The Administrator shall apply technical and organizational measures to ensure the protection of the processed Personal Data appropriate to the risks and categories of data under protection, and in particular shall protect the data from unauthorized access, processing in violation of applicable regulations, and from alteration, loss, damage or destruction, such as, but not limited to:

1.    securing the dataset against unauthorized access,
2.    SSL certificate on the pages of the Website, where Users’ data are provided.
 

1. For Policy issues, please contact us at contact@datahiro.com.

2. Data Hiro reserves the right to change the Policy in the future – this may occur, among others, for the following important reasons:

a. changes in applicable laws, in particular in the area of personal data protection, telecommunications law, provision of services by electronic means law and in provisions regulating consumer rights, affecting the rights and obligations or the rights and obligations of the User;
b. development of electronic functionality or services dictated by advances in Internet technology, including the use/implementation of new technological or technical solutions, affecting the scope of the Policy.

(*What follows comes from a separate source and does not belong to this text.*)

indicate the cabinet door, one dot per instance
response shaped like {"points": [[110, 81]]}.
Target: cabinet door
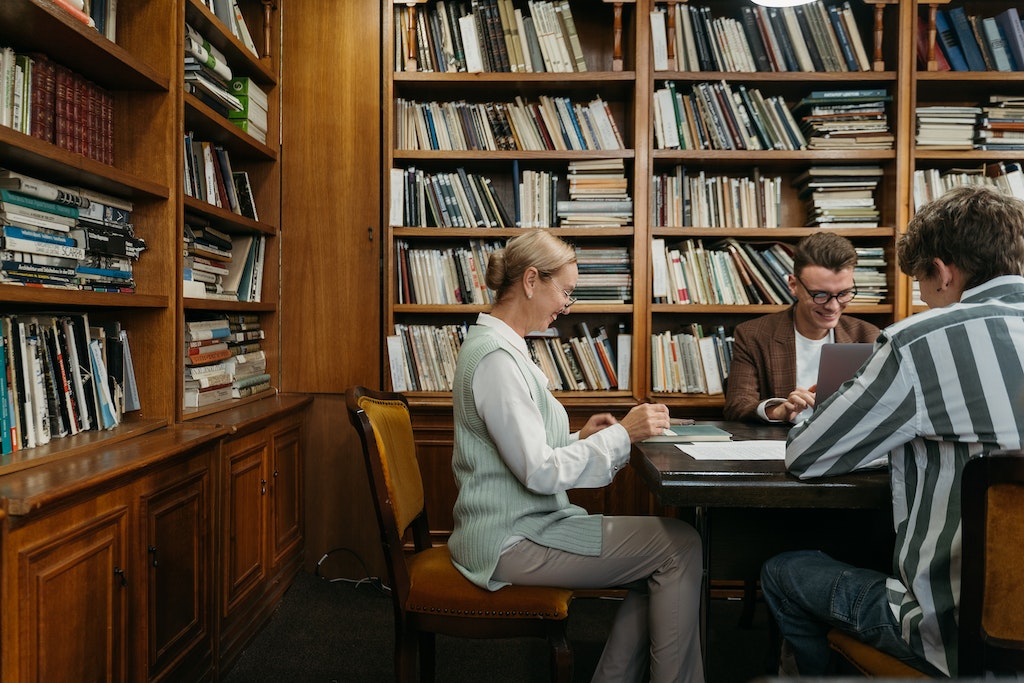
{"points": [[286, 495], [176, 544], [74, 575], [244, 522]]}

3. If the Policy is changed, its new content will be announced at www.datahiro.com. The new version of the Policy enters into force on the date of its promulgation.

4. In case of doubt or contradiction between the Policy and the consents given by the User, regardless of the provisions of the Policy, the basis for taking and determining the scope of actions by the Controller shall always be the consents voluntarily given by the User or provisions of the law.

5. To the extent not regulated in the Policy, the provisions of GDPR and the mandatory laws of the Republic of Poland shall apply.

6. The Policy was drawn up in two language versions: Polish and English In case of discrepancies between language versions, the Polish language version shall prevail.

7. The competent court for disputes arising out of the application of the Policy shall be the court having jurisdiction over the seat of Data Hiro, if exclusive jurisdiction does not apply. 

8. The Website may contain links to other websites. Data Hiro urges that when you go to other sites, read the privacy policy established there, including the advertiser’s privacy policy. This Policy applies only to designated Data Hiro activities.

9. The policy comes into force on 25.06.2024.